But I don't think, that answers your question :-)
Success! We 100% agree on something.
You might have wondered about the 50MB. I intended to have a hash to
search for IP Addresses to get back a node number.
In the near future we will have 10000 (10K) IPSec tunnels. behind each
tunnel we'll have a subnet with 32 as an average number of IP-addresses.
So we have 320K IP-addresses. Somewhere (don't ask me where, I think it
was for persistenca table) I read that for an entry in a hash you need
128bytes. 320000 x 128 = 40960000 (bytes)
40960000 / 1024 = 40000 (kilobytes)
40000 / 1024 = 39,0625 (megabytes)
This would be the memory for the entries, without the hash itself, which
should have twice the number of entries as size for a fast search.
The dh or sh schedulers only have 128 entries in the hash table which
are unique.
where is my fault?
The hash is included in the the 128 indirectly over a pointer to the
ip_vs_scheduler struct which calls the appropriate scheduler. I think I
understand your table now which you have drawn in the other email. You
can do such a setup with fwmarks and persistency but this will not help
because the director will never find out based on the encrypted packet
he has to load balance where the final packet will be routed to und thus
never match one of your rules. So no, this doesn't work, I'm afraid. You
need to let the director choose a RS for you and then make sure every RS
can route to every network, unless!!! you really know the CIP for every
single customer and can assure it will stay the same or at least
consistant with your NMS DB. Then it will work again, however. It would
be a pleasure for me to give you the idea for that if I one day figure
out the connection between your NMS, your customers, the RS and the load
balancer.
so sheduling in userspace would be an alternative?
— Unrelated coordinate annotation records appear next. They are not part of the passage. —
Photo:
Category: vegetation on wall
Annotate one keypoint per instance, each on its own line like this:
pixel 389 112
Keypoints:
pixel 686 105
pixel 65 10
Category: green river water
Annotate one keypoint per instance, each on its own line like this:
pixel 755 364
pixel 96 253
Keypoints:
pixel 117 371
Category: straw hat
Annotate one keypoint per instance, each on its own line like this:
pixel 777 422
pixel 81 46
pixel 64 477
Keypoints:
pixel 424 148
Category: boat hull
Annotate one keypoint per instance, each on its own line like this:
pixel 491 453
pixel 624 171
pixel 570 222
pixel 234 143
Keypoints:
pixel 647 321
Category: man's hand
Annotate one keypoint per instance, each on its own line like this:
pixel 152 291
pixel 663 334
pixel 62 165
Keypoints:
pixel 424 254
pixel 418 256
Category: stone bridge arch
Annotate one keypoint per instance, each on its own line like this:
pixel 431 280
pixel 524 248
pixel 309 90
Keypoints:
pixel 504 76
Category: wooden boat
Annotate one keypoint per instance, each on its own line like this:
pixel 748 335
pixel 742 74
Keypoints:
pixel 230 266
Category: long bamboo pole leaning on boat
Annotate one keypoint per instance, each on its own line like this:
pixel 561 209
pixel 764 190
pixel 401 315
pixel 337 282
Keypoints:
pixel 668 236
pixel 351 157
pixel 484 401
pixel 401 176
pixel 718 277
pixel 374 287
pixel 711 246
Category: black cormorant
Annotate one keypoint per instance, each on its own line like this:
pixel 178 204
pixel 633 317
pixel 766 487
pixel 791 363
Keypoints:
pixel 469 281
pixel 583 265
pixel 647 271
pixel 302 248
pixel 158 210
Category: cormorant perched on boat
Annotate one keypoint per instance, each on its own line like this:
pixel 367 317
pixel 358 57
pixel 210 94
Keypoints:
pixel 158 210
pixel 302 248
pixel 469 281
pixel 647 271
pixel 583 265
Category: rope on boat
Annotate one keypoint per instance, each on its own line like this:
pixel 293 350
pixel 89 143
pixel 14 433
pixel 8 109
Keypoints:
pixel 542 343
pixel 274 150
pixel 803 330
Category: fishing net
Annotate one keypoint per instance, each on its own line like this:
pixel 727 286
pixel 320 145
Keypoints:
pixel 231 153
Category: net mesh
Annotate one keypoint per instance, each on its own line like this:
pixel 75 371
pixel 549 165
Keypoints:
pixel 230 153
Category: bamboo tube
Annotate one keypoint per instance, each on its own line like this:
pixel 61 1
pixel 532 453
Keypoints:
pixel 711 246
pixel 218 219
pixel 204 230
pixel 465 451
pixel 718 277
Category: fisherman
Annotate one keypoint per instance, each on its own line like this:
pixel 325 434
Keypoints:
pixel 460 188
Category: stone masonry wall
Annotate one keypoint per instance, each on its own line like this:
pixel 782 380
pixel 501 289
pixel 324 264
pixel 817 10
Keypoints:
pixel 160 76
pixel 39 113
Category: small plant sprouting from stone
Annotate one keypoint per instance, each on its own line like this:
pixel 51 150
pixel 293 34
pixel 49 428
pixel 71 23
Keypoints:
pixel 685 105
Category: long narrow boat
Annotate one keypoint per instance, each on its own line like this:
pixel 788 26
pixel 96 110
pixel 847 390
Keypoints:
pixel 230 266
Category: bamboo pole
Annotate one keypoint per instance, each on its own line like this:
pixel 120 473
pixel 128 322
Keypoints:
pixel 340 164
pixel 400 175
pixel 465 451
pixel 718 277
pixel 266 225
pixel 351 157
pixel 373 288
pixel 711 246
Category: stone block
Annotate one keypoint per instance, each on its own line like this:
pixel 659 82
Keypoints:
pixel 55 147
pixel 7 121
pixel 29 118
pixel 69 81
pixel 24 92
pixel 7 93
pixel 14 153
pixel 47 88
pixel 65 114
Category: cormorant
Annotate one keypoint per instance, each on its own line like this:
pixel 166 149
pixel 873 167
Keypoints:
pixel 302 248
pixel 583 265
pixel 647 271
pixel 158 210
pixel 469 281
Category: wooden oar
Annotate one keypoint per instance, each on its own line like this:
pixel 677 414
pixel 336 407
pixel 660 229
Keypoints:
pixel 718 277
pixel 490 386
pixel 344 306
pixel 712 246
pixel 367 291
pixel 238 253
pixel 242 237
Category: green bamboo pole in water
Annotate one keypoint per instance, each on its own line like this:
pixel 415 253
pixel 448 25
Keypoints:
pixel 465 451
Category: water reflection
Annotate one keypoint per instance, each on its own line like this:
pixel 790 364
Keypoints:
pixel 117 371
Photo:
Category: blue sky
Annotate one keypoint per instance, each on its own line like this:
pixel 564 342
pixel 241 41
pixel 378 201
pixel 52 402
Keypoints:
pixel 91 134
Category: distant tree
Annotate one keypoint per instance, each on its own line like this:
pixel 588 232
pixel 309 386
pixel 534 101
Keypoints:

Could be but I still think it's just me that hasn't completely
understood what you want.
WOW! that's encouraging!
The routing will definitely be possible and thus the load balancing with
LVS_DR. For NAT we're not so sure yet.
Maybe I don't understand it myself, but some things correspond to our
product/business case/whatever you call it. I hope I will be able to
tell more about it, but at the moment I can't - at least not here in the
list ...
I understand.
Thanks again to everyone involved...
No problem, not a lot has been done yet, except that Julian and me read
some RFC's ...
Best regards,
Roberto Nibali, ratz
|